After spending ten days in Alaska, we were ready to head back down to Prince George to reunite with our van and rid of this blasted mini-van. Despite consistent daylight, mosquito swarms invading our sleep, and trying to pee in a porta potty while in the fetal position, we really did find a reason to laugh, and laugh HARD, every single day. 

Getting back to our van felt like Christmas times one thousand. I remember looking back while we were driving and just feeling so much gratitude that all of this space came equipped with everything we could ever need and that we had made it. Thankful for Corbin and his ability to create such high quality amenities, thankful for my job and the freedom and flexibility that comes with it, and thankful for all of the dirtbags that have been living out of vans and station wagons for years, paving the way to this life and these adventures.
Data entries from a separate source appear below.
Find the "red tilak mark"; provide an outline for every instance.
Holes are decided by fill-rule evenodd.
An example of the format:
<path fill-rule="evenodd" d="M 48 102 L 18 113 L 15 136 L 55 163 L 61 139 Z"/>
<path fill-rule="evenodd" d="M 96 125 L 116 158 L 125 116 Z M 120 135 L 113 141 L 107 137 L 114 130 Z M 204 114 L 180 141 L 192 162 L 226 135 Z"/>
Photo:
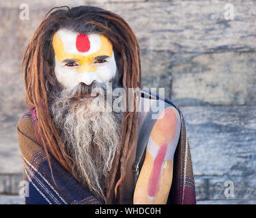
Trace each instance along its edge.
<path fill-rule="evenodd" d="M 153 170 L 150 175 L 147 190 L 150 197 L 154 197 L 156 194 L 162 164 L 164 161 L 167 150 L 167 144 L 165 144 L 160 148 L 158 153 L 154 161 Z"/>
<path fill-rule="evenodd" d="M 90 49 L 90 42 L 85 34 L 80 34 L 76 37 L 76 49 L 80 52 L 87 52 Z"/>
However the thrill and pure bliss was short lived. Two hundred miles after leaving Prince George, we spent a few nights in Jasper National Park in literally the most perfect free and hidden campsite there ever was. We pulled the van in down some two tracks and up near a glacier creek. We ran naked into the freezing shallow water and back to the campsite with out any regard for indecency because there was not another human for miles. It took quite a bit of convincing to drag me out of there, but thankfully we left when we did, because about half a mile from our little mountain paradise, the transmission that we just had rebuilt, failed. 

We were towed into Banff, which in all honestly is truly one of the best places to ever be stranded, where we spent eight days waiting on a new transmission to be delivered and installed. Even through some shit, the universe still has such a beautiful way of taking care of us. All of the repairs were covered by the first mechanic and we ended up with a brand new transmission and an incredible warranty. 

While in Banff we celebrated Corbin’s birthday, hiked a few mountains, floated down the crystal blue river, spent time getting to know a few locals, and visited all of the tourist shops, bars, and art exhibits. We made it home three days before needing to shoot a Michigan wedding, and despite all of the stress and anxiety of travel mishaps, we had an incredible adventure. 

Recently I read a quote that stated, “If you are going through an experience, it’s because you need the lesson.” Here are a few lessons and takeaways I took from this trip:

  1. As long as I have the people that I love and my health and an open road, there is absolutely nothing that can bring me down. 

  2. Be flexible and trust the process. You are never trapped, there is always a way out, always a way home, and everything will happen exactly the way that it is supposed to. 

  3. Corbin is my rock. These little bumps have proven to me how strong our bond really is and how much weight it will take to ever break us. Between his positivity and my abundant gratitude, we’ve got a lot of full glasses to pass around. 

  4. There are so many good people everywhere. The kindness I am constantly shown in all of these places I visit is evidence of that. 

  5. I’m not tired yet, and we are going to keep this train rolling, regardless of obstacles to be faced.